Le Pouvoir
6.7
Le Pouvoir

livre de Naomi Alderman (2016)

J'ai démarré avec beaucoup de circonspection. Un échange de mails futuriste d'une société matriarcale annonce un roman sur une société patriarcale, chose impossible pour l'une des interlocuteurs. Le sous-titre du roman dans le roman, « Le Pouvoir », est « roman historique ». Et nous voilà donc à notre époque moderne, à parler de réseaux sociaux et d'Amazon... 
Cette entrée en matière a des odeurs de vernis faussement approfondissant sur un concept simple : les femmes vont prendre le pouvoir dans un futur proche. Et de découvrir après quelques énigmes se confondant avec la maladresse, que le « pouvoir » est un super-pouvoir basique de super héros : faire des éclairs avec ses mains.
C'est plaisant. Alors on se laisse aller dans un style fluide, dynamique, tout dédié aux personnages, décrits presque uniquement par l'action, à lire ce truc sympa où les femmes deviennent physiquement le sexe fort. Un délire moderne de citadine, qui pense qu'il est temps pour la vengeance, et qu'un monde dominé par les femmes sera meilleur. Et puis non non. Non!

Qu'il est bon de se faire ravaler nos a priori au fil de la lecture ! Car le prétexte du début et le « pouvoir » électrique vont servir une réelle réflexion sur les rapports de domination dans nos sociétés, dicté par le rapport au Pouvoir.
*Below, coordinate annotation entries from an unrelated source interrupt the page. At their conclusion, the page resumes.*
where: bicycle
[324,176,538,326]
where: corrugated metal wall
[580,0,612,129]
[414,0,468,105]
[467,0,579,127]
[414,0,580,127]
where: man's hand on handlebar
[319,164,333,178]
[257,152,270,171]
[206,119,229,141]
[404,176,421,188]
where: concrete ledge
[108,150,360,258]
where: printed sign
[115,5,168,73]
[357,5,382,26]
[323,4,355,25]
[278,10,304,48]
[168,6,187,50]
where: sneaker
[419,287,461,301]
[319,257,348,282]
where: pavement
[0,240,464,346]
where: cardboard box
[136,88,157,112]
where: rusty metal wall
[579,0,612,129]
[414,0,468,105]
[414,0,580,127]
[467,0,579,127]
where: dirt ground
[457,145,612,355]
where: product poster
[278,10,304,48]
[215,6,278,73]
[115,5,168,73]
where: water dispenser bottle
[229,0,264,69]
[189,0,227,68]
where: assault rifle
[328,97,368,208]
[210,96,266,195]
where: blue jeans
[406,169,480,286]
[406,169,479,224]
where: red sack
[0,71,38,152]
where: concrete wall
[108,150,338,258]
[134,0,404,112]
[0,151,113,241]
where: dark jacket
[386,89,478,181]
Et le titre n'est plus une esbroufe. Car nos héroïnes devenues fortes ne vont pas faire que justice. Le vertige du pouvoir guette, irrémédiable, et l'inversion de la domination amène autant de violence et de convulsion des esprits que la domination d'avant. Le prétexte du début nous rappelle que ce qui est un fantasme futuriste pour nous, est un fantasme historique pour l'auteur fictif. Un livre écrit depuis une société dans laquelle les femmes ont bien sûr toujours été dominantes, ceci justifié par la nature, la science, l'instinct maternel...
Naomi Alderman n'a pas cherché très loin le concept du pouvoir mais sait en saisir toutes les implications, les conséquences économiques, géopolitiques, les trafics illégaux, et fait un livre visuel qui finalement prend des airs de blockbuster intelligent.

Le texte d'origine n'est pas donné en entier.